Trois votes et une nouvelle audition improvisée avec beaucoup de tension, ont été nécessaires avant que le CSA la nommât le 23 avril, à une courte majorité : 5 voix contre 3 allant à Pascal Josèphe, président fondateur du cabinet de conseil IMCA et ancien dirigeant de France 2 et France 3.

La rumeur court selon laquelle un bloc de quatre conseillers ayant choisi Delphine Ernotte – ce qui n’est pas interdit –, ont su écarter les prétendants sérieux, dès l’établissement de la liste des sept candidats à examiner.

Dans ce groupe décidé ont été cités : le président Olivier Schrameck, Sylvie Pierre-Brossolette, Natha­lie Sonnac et Nicolas Curien (selon Le Monde, 02/05/2015). Notons qu’ils ont tous été nommés en 2013 par le gouvernement ou les présidents socialistes des assemblées.
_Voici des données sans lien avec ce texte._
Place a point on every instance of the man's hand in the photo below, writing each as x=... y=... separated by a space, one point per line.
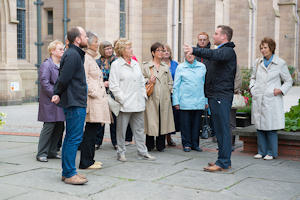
x=277 y=92
x=188 y=49
x=55 y=99
x=152 y=79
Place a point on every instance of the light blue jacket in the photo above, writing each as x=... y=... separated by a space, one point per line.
x=188 y=88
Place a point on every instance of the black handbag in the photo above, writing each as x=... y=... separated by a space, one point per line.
x=206 y=130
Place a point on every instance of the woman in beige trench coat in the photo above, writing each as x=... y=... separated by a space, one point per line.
x=159 y=119
x=97 y=105
x=267 y=98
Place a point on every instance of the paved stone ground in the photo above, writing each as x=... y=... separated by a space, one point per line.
x=174 y=175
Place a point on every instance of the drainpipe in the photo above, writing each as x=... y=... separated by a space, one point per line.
x=173 y=26
x=297 y=42
x=39 y=42
x=65 y=19
x=253 y=30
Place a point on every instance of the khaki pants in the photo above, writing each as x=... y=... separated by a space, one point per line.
x=136 y=121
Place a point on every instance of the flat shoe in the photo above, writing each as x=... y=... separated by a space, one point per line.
x=186 y=149
x=75 y=180
x=212 y=164
x=42 y=159
x=214 y=168
x=80 y=175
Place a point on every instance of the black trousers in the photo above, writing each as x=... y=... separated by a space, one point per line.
x=113 y=133
x=87 y=146
x=160 y=139
x=190 y=127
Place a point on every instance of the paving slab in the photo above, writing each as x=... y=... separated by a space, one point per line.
x=201 y=180
x=10 y=191
x=271 y=173
x=139 y=171
x=45 y=195
x=49 y=180
x=267 y=189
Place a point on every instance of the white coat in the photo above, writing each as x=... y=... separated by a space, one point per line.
x=127 y=84
x=267 y=109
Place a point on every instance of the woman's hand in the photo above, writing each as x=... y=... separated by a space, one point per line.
x=152 y=79
x=277 y=92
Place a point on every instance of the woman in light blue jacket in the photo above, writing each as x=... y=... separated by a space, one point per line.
x=188 y=97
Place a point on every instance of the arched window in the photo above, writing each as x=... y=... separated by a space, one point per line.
x=122 y=19
x=21 y=30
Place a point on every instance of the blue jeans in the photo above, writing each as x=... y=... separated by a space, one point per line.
x=220 y=111
x=75 y=117
x=190 y=121
x=267 y=143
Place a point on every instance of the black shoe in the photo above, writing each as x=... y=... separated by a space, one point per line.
x=55 y=157
x=42 y=159
x=197 y=149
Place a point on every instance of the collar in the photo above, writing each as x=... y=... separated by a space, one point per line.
x=221 y=45
x=91 y=52
x=78 y=49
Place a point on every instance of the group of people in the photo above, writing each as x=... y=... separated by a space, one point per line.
x=78 y=88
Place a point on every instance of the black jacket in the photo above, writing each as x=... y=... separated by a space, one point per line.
x=221 y=72
x=71 y=83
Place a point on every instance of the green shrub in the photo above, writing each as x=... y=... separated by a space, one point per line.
x=292 y=118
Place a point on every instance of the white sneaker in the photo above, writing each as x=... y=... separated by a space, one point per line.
x=257 y=156
x=147 y=157
x=122 y=158
x=267 y=157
France Télévisions est une énorme entreprise dont tout le capital est détenu par l’Etat. Son chiffre d’affaires est d’environ 2,9 milliards d’euros et ses effectifs sont de l’ordre de plus de 10 000 personnes bénéficiant de statuts avantageux et protecteurs. Pendant des années, les dépenses dépassaient les recettes venant des contribuables et de la redevance. M. Pflimlin est parvenu semble-t-il à diminuer les pertes des dernières années (plus de 100 millions) et, pour le budget 2015, l’équilibre est prévu avec environ 10 millions d’euros de pertes.

On a donc à la tête de France Télévisions, une femme de 48 ans, aux capacités reconnues en entreprise, une centralienne (elle était directrice générale adjointe –le numéro 2 – d’Orange France), bonne gestionnaire mais sans expérience de l’audiovisuel. Cette ultime compétition a souligné la présence au sein du CSA de visions opposées sur le poste et les objectifs. Là aussi, on a entendu parler des panacées actuelles : toucher des publics plus jeunes, « nouveaux usages numériques », trouver de « nouvelles ressources »… Seulement les parties prenantes ont regretté d’ignorer le projet de la dame. Cela vient de la procédure choisie qui encourage le secret pour favoriser le plus grand nombre de candidatures. Au cours de ses vingt-six ans passés chez Orange, elle a exercé toutes les fonctions essentielles (analyses financières, recherche et développement, distribution…) Ses adversaires suggèrent qu’elle doit son succès récent à son épais carnet d’adresses qui contiendrait nombre de gens du monde des affaires et de la politique… ce qui est le lot de tous les dirigeants des media.

Certains membres du CSA ont été surpris par les modalités conduisant à l’établissement de la liste des candidats. Elles ont permis à Mme Ernotte d’éviter des concurrences sérieuses : celle d’une professionnelle expérimentée, Mme Marie-Christine Sarragosse, celles d’un professionnel du secteur, Emmanuel Hoog (ex-PDG de l’AFP, ex-président de l’INA) ou d’un ancien dirigeant d’Orange France, Didier Quillot. Les syndicats ont fait remarquer que Mme Ernotte avait contribué chez Orange à une baisse sensible du personnel il y a quelques années. Ils redoutent déjà qu’elle fasse maigrir un peu le mammouth qu’est France Télévisions. Attendons-nous à de prochaines grèves sur les chaînes d’Etat dès la moindre proposition de réforme.